I’d taken a class with Jedlinski on my own just the previous July, so it was interesting to see what he’d incorporated into his presentation since then, and he brought up an important point that hadn’t been fully fleshed out only a year earlier.
Namely, the “target focus” allowed by the MRDS doesn’t constrain your field-of-vision the way a hard front-sight focus does. In a competition setting, this means that you can keep an entire target array in view. For instance, shooting a classic “El Presidente,” you’re looking at the whole array and simply shifting the dot from aiming point to aiming point, following the recoil like the bouncing ball in karaoke lyrics.
Even in closer to a target—say when firing a classic Failure Drill on a single target—the entire target is in your field-of-view and shooting the drill is just a matter of shifting the dot from high-center-chest to the head box. While this is great for paper targets and plate racks, it has big implications in the real world, too.
We’re in a day and age where the possibility of a lone concealed carrier finding themselves faced by multiple threats is not a far-fetched hypothetical. In a situation where the defender is outnumbered by aggressive, mobile assailants, anything that allows them to keep their head up and their awareness spread across as wide an area as possible would be a big help.
At Gunsite, while I was attending an event to introduce Bushnell’s newest pistol-mounted MRDS, I had a chance to talk to Erick Gelhaus, retired deputy, Gunsite instructor and developer of the school’s red-dot-specific variants of its popular 250 and 350 handgun curricula.
Gelhaus is an early adopter—he calls it “beta tester”—of the slide-mounted MRDS on duty guns, first experimenting with them around 2012. In putting together the Gunsite curriculum, he traveled around, getting training from a lot of the best names in the dot game, including Jedlinski and Aaron Cowan, and incorporating bits and pieces into his own class with full credit given where it was due.
He asked what I thought were the advantages of the red-dot sight, then listened patiently while I rattled off the canned answers about target focus, precision at distance and the like. He then told me that one of the biggest advantages would be in the aftermath of a defensive shooting.
We’re in a world that is going to require ever greater accountability on the part of a citizen using a firearm in self-defense. In the immediate aftermath, and possibly in criminal or civil proceedings following that, the good guy or gal will be grilled about their actions and the actions of their attacker that provoked the response.
With a target focus, as allowed by a red-dot sight, there’s much less of a chance you will miss something happening because you were intent on the front sight.

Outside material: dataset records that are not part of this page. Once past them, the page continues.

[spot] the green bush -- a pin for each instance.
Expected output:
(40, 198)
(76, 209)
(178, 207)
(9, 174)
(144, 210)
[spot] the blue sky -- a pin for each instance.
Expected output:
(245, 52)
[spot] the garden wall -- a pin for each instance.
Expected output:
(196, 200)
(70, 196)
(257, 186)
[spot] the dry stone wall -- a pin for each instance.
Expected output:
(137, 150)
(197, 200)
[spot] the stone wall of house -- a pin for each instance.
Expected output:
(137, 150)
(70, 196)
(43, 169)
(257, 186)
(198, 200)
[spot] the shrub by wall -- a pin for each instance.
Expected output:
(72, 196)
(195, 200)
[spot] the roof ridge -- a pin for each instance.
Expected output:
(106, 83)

While it’s not like a hard front-sight focus completely robs you of your ability to perceive the target, it does become the center of attention, and this is something that non-shooters often don’t understand. Anything that allows the defender to stay more aware of the attacker’s actions so they can be better described in the aftermath is going to help the good guy better describe the unequivocal truth to investigators.
With more and more red-dot sights in the hands of concealed-carry licensees and law enforcement officers, and with more trainers working to discover their benefits, it will be enlightening to see where things are in another 4 or 5 years.